豊富なパーツでチューニングする楽しさがある

 ほかにはチューニングパーツの豊富さも大きな魅力。EG6に限らずシビックはワンメイクレースが全国で盛り上がっており、その『お下がり』を格安で手に入れられる機会も多かった。実際に自分が最初に乗ったシビックは本物のレースカーから、ロールケージや足まわりなどを丸ごと移植した『準N1』マシンだ。レースが盛り上がればストリートも盛り上がるのは必然で、市場に出まわっているチューニングパーツの量および質は、同じライトウエイトのライバル車たちを大きく凌駕していたと思われる。

 検索してみるとEG6のアフターパーツはまだまだ流通しているが、年数が年数だけに廃盤が多く、オーナーを悩ませているのは純正パーツだ。生産が終了して27年なので仕方ないことではあるが、今からEG6で遊ぶなら消耗しやすい純正パーツの確保も課題。現在もサーキットで使っている知人に話を聞いたところ、後継モデルのEK4や4ドアのシビック・フェリオ、さらに北米仕様まで含め互換性のあるパーツを探し、消耗品を中心に純正パーツはストックしているという。

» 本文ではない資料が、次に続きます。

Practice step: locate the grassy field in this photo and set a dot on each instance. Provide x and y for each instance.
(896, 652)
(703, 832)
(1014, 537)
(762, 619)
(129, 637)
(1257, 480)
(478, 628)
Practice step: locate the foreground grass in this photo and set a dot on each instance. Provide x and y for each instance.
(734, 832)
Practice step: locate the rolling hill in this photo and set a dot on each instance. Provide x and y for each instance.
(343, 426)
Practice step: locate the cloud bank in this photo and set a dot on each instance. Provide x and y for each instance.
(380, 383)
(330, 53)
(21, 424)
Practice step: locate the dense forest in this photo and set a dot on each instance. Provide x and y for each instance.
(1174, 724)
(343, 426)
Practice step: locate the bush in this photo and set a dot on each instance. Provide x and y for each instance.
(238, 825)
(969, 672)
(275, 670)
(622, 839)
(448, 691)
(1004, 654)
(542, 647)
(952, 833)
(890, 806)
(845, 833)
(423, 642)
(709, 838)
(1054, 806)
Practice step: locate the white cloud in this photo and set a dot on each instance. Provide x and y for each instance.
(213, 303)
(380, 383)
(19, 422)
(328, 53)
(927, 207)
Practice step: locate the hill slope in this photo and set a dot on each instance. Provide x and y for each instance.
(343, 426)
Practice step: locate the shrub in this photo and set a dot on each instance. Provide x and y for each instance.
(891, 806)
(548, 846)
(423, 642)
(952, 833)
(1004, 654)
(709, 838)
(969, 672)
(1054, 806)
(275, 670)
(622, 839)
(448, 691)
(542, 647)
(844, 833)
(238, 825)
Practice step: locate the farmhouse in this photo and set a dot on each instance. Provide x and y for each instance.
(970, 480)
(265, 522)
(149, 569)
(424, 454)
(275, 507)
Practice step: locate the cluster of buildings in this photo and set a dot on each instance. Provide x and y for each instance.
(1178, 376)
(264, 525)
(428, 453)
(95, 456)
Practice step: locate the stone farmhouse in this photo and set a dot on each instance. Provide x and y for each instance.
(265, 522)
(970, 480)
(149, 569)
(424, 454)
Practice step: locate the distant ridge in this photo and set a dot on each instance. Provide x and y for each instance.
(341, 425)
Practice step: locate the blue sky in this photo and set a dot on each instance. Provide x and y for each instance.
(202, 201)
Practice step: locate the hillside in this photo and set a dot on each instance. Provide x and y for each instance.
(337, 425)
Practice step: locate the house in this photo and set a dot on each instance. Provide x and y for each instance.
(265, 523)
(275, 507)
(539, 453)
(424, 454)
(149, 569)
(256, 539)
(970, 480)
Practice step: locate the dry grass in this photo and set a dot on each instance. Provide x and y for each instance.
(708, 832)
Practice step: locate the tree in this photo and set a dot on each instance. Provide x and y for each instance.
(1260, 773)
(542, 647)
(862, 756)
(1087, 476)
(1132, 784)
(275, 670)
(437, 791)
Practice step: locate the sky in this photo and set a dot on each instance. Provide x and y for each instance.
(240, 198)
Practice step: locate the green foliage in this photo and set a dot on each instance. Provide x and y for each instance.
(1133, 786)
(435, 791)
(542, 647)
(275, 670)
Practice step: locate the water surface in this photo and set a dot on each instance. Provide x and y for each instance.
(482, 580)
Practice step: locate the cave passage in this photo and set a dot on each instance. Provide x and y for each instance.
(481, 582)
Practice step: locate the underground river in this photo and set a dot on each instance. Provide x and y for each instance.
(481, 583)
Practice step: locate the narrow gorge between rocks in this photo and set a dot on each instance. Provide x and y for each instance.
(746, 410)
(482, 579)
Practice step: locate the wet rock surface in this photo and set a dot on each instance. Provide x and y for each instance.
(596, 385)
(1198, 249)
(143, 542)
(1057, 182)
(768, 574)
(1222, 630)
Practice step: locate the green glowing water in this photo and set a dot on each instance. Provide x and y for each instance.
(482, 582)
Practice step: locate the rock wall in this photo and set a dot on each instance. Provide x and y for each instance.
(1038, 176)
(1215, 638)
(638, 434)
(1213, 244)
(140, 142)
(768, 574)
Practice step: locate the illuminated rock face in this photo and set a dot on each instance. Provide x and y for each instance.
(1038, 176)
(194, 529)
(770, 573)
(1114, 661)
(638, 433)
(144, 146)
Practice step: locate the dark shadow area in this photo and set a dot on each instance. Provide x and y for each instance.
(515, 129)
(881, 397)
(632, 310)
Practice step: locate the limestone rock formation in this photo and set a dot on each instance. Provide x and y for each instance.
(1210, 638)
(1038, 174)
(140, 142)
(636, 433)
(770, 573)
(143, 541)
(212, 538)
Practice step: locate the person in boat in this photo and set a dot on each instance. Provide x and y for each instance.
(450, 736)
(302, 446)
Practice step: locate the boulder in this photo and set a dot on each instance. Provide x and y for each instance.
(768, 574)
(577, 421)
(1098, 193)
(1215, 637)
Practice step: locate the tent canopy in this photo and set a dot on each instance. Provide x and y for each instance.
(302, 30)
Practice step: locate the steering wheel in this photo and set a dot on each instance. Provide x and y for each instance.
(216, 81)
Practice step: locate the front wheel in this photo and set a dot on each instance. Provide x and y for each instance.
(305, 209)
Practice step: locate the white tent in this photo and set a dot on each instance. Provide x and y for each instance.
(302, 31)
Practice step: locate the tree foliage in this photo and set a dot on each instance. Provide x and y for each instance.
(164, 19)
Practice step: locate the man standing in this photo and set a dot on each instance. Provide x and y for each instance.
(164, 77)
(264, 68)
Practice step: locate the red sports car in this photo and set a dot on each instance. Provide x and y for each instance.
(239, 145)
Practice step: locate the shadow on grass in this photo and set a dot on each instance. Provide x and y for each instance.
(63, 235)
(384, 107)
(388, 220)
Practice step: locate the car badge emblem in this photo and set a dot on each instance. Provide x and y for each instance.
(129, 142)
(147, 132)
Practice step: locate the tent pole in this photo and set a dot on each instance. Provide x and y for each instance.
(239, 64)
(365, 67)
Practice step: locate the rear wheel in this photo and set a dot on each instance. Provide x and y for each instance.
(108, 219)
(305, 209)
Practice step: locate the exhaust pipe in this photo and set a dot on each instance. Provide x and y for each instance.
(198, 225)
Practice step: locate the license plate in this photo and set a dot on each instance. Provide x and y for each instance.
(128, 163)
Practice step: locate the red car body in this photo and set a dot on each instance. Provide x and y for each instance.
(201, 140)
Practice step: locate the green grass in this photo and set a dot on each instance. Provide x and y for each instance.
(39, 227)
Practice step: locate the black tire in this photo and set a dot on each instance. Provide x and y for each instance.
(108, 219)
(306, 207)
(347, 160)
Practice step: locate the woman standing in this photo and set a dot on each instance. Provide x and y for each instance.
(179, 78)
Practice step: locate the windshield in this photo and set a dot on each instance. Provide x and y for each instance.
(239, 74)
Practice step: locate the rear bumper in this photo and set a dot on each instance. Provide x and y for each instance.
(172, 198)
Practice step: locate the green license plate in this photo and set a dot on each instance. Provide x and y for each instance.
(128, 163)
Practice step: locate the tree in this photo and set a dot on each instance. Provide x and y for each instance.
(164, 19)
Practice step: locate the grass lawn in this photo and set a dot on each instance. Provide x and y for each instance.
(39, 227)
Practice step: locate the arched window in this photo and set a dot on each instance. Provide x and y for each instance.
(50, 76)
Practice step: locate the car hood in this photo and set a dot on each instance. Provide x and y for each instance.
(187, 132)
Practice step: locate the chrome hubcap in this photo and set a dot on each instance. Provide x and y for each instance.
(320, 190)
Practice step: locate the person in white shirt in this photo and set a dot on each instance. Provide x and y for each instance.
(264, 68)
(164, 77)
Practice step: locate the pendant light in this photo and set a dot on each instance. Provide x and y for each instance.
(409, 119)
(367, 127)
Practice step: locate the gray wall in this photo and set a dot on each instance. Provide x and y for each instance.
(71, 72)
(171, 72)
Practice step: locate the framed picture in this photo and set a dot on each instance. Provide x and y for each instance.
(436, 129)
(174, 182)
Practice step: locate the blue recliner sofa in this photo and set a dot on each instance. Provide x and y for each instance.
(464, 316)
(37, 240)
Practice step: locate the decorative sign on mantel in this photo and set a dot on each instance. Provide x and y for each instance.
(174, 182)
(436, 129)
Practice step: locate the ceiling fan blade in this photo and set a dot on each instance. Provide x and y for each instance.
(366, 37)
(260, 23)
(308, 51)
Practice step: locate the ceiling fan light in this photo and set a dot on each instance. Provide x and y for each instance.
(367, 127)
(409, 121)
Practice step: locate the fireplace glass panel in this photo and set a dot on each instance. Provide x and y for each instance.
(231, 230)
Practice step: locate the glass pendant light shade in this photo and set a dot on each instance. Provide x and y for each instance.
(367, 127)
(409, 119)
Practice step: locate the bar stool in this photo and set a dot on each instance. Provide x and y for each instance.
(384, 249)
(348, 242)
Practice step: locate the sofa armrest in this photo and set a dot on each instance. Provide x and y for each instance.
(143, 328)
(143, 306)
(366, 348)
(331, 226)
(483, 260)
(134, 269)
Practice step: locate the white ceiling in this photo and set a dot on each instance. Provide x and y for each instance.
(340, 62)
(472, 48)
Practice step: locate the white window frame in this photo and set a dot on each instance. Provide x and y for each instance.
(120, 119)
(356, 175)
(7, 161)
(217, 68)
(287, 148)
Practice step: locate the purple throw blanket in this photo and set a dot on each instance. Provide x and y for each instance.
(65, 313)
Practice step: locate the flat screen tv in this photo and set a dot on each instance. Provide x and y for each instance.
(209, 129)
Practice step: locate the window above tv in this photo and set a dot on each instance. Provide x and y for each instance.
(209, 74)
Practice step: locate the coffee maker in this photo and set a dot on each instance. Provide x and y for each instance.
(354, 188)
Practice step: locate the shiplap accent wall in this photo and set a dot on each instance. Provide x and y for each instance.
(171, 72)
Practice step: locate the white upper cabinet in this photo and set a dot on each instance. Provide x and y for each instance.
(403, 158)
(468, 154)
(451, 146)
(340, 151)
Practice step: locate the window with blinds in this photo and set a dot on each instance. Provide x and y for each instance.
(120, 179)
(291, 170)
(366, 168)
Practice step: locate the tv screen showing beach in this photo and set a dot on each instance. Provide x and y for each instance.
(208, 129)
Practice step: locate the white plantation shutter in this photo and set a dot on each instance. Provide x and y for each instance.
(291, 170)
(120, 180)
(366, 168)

 最後になってしまったがEG6での草レースを楽しめた理由のひとつは、レビン&トレノやミラージュやスターレット(ターボ)といった、各メーカーが戦線に投入した手強いライバルの存在も欠かせない。特性の違いから得意とするコーナーや速いポイントが異なり、それがサーキットでの熾烈なバトルや駆け引きを生んだ。同じ車種だけのワンメイクレースとは別の面白さがあり、クラス最強といわれるシビックに乗るからには勝たなきゃ、という負けず嫌いを刺激するモチベーションもあった。

 EK9シビック・タイプRが登場してからも魅力は色褪せず、国内外を問わず熱烈なファンが多くいる名車EG6。今から乗るにはそれなりの手間と出費を覚悟しなければならないが、最新のクルマでは味わえない魅力が多いのも確かだ。